Le Covid aura-t-il la peau du Parlement strasbourgeois ?
Le médiateur européen vient d'adresser une fin de non-recevoir à la plainte, relative à l'absence de sessions strasbourgeoises du Parlement européen, que lui a adressée le président de la collectivité européenne d'Alsace.
L'édition 2021 de la Journée de l'Europe, célébrée ce 9 mai, risque d'être bien amère pour les partisans du Parlement européen à Strasbourg. Dans un courrier daté du 5 mai, dont a pu prendre connaissance Localtis, la médiatrice européenne Emily O'Reilly vient en effet d'adresser une fin de non-recevoir à la plainte contre le Parlement européen que lui avait adressée le président de la collectivité européenne d'Alsace.
En cause, l'absence de sessions strasbourgeoises du Parlement européen depuis février 2020 – motif pris de la crise du Covid – en violation du protocole (n° 6) du traité sur le fonctionnement de l'Union européenne. Si la médiatrice souligne, c'est heureux, que "les principes de bonne administration requièrent […] que les autorités respectent leurs obligations juridiques", elle estime que "le Parlement, comme toute autre institution, est investi d’un pouvoir d’organisation interne lui permettant de prendre des mesures appropriées en vue d’assurer son bon fonctionnement et le déroulement de ses procédures". Le piquant est que la médiatrice tire cette conclusion en se référant explicitement à une décision de la Cour de justice de l'Union européenne (CJUE) du 13 décembre 2012… qui relativisait la portée de ce pouvoir (pt 60), et condamnait in fine le Parlement européen faute d'avoir fixé douze sessions plénières à Strasbourg pour les années 2012 et 2013.
Qui ne cherche pas… ne trouve pas ?
En l'espèce, la médiatrice considère que "toute décision sur ce qui constitue des mesures appropriées implique nécessairement une certaine marge d’appréciation qui se fonde notamment sur les données disponibles en matière médicale et de santé publique". Or, ajoute-t-elle, "le médiateur européen n'est pas en mesure d'examiner les données médicales disponibles", mais seulement d'"examiner si les mesures prises par le Parlement ont manifestement dépassé les limites de son pouvoir d’appréciation". N'ayant "trouvé aucun élément indiquant que tel est le cas", elle "n'estime pas justifié de procéder à une enquête".

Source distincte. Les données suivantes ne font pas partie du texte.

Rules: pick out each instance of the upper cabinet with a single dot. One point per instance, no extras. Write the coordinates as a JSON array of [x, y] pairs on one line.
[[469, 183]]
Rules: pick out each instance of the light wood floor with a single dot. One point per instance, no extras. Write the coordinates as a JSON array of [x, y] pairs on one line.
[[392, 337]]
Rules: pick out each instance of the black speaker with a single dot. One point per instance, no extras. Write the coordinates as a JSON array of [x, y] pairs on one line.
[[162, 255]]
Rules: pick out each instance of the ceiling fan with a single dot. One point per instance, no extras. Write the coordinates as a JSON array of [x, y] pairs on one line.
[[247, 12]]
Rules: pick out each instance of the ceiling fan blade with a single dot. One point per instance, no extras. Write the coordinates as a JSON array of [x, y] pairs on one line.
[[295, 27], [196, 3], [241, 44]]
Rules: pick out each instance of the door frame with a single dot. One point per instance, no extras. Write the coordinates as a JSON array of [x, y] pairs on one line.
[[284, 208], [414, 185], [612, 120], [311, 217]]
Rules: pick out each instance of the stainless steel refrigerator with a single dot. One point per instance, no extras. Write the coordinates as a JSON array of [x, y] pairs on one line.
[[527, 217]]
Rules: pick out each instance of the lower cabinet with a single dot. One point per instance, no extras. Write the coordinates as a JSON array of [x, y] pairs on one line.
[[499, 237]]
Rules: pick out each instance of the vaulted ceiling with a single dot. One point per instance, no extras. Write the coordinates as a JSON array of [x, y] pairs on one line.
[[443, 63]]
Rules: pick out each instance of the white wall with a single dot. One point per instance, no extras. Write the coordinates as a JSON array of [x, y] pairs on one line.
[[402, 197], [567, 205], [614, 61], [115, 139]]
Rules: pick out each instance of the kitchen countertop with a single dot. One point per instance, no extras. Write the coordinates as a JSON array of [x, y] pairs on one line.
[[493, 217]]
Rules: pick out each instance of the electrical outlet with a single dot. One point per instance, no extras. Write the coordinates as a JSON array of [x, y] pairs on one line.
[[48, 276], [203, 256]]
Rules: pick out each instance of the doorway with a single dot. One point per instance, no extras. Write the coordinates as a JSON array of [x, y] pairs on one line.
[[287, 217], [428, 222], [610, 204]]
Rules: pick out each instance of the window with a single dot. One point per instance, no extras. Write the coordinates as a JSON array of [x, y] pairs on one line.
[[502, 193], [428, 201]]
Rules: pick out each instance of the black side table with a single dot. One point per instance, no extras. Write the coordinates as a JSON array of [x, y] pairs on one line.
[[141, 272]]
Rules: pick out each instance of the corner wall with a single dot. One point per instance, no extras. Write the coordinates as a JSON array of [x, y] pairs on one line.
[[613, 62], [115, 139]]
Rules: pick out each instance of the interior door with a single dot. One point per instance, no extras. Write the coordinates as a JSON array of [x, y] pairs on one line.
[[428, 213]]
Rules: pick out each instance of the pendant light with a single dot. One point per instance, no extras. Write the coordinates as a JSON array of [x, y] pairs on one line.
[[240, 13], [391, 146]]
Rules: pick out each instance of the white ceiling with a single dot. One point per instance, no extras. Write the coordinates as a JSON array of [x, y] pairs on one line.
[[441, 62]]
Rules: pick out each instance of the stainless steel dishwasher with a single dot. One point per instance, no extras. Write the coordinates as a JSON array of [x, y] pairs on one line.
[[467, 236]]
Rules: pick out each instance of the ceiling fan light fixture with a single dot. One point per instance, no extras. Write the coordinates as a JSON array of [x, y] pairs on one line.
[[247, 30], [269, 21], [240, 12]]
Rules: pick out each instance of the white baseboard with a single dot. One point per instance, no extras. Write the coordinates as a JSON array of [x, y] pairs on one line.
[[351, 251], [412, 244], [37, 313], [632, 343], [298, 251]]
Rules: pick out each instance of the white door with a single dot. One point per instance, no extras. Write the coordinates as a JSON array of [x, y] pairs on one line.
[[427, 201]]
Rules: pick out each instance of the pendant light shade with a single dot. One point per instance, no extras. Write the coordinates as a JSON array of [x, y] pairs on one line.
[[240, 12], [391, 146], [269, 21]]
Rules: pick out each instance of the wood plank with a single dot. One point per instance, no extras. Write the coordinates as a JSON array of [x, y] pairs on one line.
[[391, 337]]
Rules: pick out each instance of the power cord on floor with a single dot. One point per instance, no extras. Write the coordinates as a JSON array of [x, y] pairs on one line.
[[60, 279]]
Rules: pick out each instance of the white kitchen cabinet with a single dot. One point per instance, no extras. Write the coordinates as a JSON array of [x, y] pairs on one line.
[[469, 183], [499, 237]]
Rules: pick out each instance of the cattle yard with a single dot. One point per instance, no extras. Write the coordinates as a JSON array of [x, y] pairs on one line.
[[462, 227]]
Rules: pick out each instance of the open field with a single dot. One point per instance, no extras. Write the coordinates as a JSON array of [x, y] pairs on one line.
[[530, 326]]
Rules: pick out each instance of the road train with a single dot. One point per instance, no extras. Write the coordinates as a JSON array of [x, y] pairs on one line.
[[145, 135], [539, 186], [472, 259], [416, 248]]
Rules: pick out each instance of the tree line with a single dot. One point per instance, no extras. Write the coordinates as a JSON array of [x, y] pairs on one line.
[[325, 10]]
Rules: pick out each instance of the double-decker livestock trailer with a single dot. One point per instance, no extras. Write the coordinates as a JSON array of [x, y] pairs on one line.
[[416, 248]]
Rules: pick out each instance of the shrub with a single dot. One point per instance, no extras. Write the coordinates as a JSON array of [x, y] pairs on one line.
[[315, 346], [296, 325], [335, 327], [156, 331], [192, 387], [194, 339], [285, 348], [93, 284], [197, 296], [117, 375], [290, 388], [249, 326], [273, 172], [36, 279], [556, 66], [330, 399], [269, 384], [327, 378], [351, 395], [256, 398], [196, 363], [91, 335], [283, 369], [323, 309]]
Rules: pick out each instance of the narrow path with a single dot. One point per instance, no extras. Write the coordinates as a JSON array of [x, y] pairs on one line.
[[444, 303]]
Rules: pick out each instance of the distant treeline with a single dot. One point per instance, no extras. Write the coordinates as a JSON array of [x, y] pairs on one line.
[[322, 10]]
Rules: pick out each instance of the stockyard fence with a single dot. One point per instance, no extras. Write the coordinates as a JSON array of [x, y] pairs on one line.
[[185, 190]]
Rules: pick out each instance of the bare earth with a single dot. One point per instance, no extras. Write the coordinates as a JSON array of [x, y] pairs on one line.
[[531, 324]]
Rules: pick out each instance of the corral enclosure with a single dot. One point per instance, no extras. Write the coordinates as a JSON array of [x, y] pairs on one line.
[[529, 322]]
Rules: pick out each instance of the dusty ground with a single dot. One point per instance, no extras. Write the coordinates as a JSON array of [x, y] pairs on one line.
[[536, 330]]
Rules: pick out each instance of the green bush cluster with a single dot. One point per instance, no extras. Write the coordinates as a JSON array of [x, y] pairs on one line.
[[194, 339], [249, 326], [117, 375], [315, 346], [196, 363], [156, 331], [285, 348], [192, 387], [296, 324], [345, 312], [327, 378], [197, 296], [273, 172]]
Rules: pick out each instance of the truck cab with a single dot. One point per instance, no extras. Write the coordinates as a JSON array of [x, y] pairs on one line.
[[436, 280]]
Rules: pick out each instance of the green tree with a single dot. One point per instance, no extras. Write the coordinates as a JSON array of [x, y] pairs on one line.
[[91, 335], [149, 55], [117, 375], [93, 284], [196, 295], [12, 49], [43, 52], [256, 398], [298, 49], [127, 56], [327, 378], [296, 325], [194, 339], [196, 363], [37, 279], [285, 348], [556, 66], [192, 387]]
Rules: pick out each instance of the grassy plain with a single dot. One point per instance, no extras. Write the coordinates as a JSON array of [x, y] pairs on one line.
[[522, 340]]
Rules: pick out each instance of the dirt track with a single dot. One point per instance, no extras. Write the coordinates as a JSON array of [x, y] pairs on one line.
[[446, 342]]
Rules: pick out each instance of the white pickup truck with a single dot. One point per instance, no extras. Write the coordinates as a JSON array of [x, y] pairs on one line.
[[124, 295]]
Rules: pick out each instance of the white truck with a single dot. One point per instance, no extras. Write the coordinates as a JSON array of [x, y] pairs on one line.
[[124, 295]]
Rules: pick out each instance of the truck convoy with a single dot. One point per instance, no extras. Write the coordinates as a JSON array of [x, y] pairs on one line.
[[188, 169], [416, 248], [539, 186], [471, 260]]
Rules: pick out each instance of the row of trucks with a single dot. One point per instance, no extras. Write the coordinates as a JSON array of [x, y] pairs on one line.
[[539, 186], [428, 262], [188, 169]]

Vers un nouveau contentieux ?
Plus que jamais, un recours auprès de la CJUE semble inéluctable. C'est en tout cas ce que plusieurs élus de toute sensibilité (Fabienne Keller de Renew Europe, David Cormand des Verts, Evelyne Gebhardt des Socialistes, Anne Sander du PPE) et personnalités de la société civile (les présidents de l'Institut Jacques-Delors, de la fondation Robert-Schman, de l'université de Strasbourg…) viennent de réclamer au secrétaire d'État aux Affaires européennes Clément Beaune, dans une lettre ouverte publiée par les Dernières Nouvelles d'Alsace le 3 mai. Dans un courrier du 21 avril dernier, treize députés, sénateurs ou parlementaires européens avaient également enjoint le président de la République d'aller au-delà de la défense du respect des traités pour "redonner du contenu à Strasbourg, déshabillée au fil des années". "Le moment est venu pour la France d’exiger l’installation à Strasbourg, en permanence et de manière définitive, d’une partie du personnel du Parlement européen, celui nécessaire à la plénière ainsi que les fonctions relatives à la communication et à la diplomatie", plaidaient notamment les élus. Un défi de taille, alors que la lettre qu'Emmanuel Macron avait adressée au président du Parlement européen le 23 septembre dernier l'exhortant à "mettre sans délai le retour à la normalité institutionnelle" reste toujours sans effet.